The sweet smell of pina colada (instead of rotten-egg odor, indicating the presence of natural gas, which energizes the attraction) wafts and sets the inviting mood for the party inside the hotel-casino.

A groundbreaking ‘free spectacle’

“The volcano was the first ‘free spectacle,’ paving the way for several others of that era, including the pirate battle at Treasure Island, the light show at the Fremont Street Experience and the Bellagio fountains,” said longtime Las Vegas observer Anthony Curtis of LasVegasAdvisor.com.

“It was also a harbinger of the move toward nongambling amenities: entertainment, dining, shopping,” Curtis said. “The volcano said, ‘Come see the cool things we have for you.'”

The volcano is said to have been the idea of Elaine Wynn, according to Michael Green, a history professor at the University of Nevada, Las Vegas. At the time, she was married to casino mogul and Mirage developer Steve Wynn, who believed the Strip needed attractions more than it needed another casino; the volcano was a powerful way to set the Mirage apart, Green says.

“It symbolizes both a bygone era and a current era,” Green said. “It reflects the Wynn or Mirage era when megaresorts were mushrooming up and down the Strip. It reflects the theming of the Strip, from the Mirage’s rain forest to New York-New York (which opened in 1997) and Paris (1999), among other places.”

The idea of theming wasn’t new, Green says, since the first two hotels on the Strip (El Rancho Vegas, 1941, and the Hotel Last Frontier, 1942), had Western motifs. Wynn himself has cited the influence of Jay Sarno and his partners, who developed Caesars Palace (1966) and Circus Circus (1968).

But Las Vegas continues to move away from a transparently thematic approach with its latest resorts — the Cosmopolitan (2010), Circa (2020) and Resorts World (2021) — and its reliance on free attractions and loss leaders such as buffets and poker rooms to draw crowds.

“What’s changed is casino companies understand the value of those crowds differently now,” said Scott Roeben, a longtime Vegas blogger. “People looking for free attractions, often families, don’t stay and gamble or drink or eat … not exactly the ideal casino customer.”

Free attractions have become a hard cost that contributes nothing to the bottom line, Roeben says. “It’s no longer about trying to draw the masses.
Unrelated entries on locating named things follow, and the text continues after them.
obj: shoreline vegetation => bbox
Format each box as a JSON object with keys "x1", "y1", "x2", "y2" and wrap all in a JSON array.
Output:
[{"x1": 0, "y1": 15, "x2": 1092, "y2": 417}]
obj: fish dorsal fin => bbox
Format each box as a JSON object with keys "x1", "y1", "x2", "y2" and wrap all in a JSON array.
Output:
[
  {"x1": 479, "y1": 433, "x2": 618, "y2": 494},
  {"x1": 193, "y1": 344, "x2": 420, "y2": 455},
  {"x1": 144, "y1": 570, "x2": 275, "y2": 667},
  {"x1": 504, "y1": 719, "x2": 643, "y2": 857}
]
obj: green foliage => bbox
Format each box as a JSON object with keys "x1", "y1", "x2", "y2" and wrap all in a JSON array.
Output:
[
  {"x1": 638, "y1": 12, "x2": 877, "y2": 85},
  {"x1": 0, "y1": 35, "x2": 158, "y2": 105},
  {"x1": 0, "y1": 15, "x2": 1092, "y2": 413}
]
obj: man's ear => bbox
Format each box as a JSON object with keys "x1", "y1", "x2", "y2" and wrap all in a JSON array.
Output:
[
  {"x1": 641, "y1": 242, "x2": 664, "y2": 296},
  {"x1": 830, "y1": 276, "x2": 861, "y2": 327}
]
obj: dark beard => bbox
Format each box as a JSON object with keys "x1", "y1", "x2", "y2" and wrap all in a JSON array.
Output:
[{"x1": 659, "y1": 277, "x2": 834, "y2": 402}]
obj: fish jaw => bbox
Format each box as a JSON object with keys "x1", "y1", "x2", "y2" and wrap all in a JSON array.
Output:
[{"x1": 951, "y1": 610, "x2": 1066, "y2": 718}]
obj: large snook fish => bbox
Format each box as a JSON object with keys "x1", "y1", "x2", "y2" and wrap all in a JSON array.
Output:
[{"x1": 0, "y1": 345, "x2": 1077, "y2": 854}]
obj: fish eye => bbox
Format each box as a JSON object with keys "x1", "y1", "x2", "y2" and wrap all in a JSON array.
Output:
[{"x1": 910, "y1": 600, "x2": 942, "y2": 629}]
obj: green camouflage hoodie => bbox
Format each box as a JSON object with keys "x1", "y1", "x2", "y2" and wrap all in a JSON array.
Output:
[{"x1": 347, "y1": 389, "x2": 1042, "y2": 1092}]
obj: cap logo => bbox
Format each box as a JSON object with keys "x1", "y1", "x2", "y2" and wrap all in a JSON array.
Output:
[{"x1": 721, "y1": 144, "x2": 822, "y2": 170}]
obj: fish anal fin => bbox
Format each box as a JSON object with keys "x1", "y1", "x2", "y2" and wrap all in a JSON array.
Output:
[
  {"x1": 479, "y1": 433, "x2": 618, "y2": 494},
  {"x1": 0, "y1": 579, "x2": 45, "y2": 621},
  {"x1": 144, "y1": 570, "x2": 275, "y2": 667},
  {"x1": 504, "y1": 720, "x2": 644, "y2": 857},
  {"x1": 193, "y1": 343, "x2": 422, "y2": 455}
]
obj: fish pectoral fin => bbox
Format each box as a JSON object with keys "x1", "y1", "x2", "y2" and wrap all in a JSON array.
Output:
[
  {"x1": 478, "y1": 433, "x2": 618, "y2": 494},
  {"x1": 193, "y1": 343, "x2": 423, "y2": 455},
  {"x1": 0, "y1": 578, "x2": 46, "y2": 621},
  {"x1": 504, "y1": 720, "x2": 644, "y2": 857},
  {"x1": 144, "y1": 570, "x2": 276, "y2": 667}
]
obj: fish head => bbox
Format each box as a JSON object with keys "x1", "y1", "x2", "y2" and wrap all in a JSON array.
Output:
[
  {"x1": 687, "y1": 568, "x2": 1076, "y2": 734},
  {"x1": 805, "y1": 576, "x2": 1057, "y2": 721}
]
It’s about luring quality customers with disposable income, customers to avail themselves of the revenue-generating aspects of a casino-resort.”

The Mirage also features an 80-foot tall atrium with palms and flora, a 20,000-gallon saltwater aquarium behind the registration desk and Siegfried & Roy’s Secret Garden and Dolphin Habitat. Hard Rock has not announced specific details of the rebrand, but those features are unlikely to be retained.

Save the volcano

Almost 5,000 people have signed an online petition to save the volcano.

“There’s been some weeping and gnashing of teeth about the planned demolition of the volcano, but overall people who understand how Las Vegas works haven’t been the ones doing the gnashing,” said Roeben, who applauded Hard Rock’s guitar-shaped plans to change the Strip’s skyline. “Las Vegas has thrived by forward movement.”

Although he calls the volcano “cheesy and outdated,” Roeben admits he loves cheesy Vegas. “[I] often pine for ‘Show in the Sky’ at Rio or ‘Sirens of TI,’ but we can’t dwell on the past — especially money-losing attractions.”

For now, the Mirage’s volcano continues to erupt hourly from 7 until 11 p.m.

“Every time [I’ve seen it], the takeaway is the intensity, especially the heat it gives off when you’re watching from the sidewalk. … After all these years, it’s still impressive,” Curtis said.